Descending from the heights, like many people through history, our first stop was Saint-Jean-Pied-de-Port. Its medieval section is basically one main street, with perpendicular side streets (it’s not a hilltop town), adjacent to a river with a gorgeous little bridge. We saw school-bound kids crossing, stopping, as children will, to look in the water.
We were there early, and saw many shopkeepers opening for the day. You can tell that, although many shops catered to the tourists, people also live here—not many tourists buy apples by the kilo….
We detoured to Bidache to check out this ruined chateau. Without an appointment, we could only walk up to the front, but that by itself was pretty darned spectacular. We both found the tops of the stone window frames standing tall without their intended wall/roof partner-elements visually compelling.
How can this be last? Still, it was chronologically.
When we stood on the beach in the late afternoon, watching the surfing crowd trickle in (we theorized: after their day jobs), we knew we’d made tracks this day—from dawn in the Spanish Pyrenees to marine layer, late-day light on the Atlantic. What a great world.

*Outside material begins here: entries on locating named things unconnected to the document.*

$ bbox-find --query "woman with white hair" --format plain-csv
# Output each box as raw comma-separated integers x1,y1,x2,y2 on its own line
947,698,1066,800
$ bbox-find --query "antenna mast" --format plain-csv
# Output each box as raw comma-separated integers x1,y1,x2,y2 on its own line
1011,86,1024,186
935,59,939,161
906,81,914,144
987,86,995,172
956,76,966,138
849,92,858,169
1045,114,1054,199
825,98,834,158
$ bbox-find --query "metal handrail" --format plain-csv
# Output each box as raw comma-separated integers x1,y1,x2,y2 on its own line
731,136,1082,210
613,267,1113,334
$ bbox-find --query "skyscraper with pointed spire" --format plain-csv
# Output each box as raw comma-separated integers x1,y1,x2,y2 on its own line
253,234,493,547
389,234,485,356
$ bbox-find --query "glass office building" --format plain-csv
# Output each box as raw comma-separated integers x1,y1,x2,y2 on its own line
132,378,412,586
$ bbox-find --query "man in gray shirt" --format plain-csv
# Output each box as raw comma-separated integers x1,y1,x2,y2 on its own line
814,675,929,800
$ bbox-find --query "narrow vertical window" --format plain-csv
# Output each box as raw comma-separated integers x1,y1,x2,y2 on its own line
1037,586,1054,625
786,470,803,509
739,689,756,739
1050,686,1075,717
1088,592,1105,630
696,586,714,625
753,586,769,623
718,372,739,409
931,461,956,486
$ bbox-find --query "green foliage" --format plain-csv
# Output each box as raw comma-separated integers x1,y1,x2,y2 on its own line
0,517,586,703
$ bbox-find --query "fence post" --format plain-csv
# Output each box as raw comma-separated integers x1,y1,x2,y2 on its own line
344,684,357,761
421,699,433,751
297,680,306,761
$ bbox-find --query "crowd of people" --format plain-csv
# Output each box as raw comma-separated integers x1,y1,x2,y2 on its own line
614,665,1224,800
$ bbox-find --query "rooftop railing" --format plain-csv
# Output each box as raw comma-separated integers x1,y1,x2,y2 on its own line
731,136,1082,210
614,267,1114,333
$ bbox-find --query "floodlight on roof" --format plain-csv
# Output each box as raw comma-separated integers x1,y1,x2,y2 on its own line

11 October 2012 at 11:01 am
Maureen Meyers says:
all visually appealing in many different ways. Cool (or kewl, as Greg Keyes would say) pictures and day.
11 October 2012 at 4:36 pm
Ah the surfers… the winds are generally calmer nearer to dawn and dusk which makes for better wave formation and so real surfers will generally head out at those times.
Stuff I’ve learned living in SoCal and befriending surfers.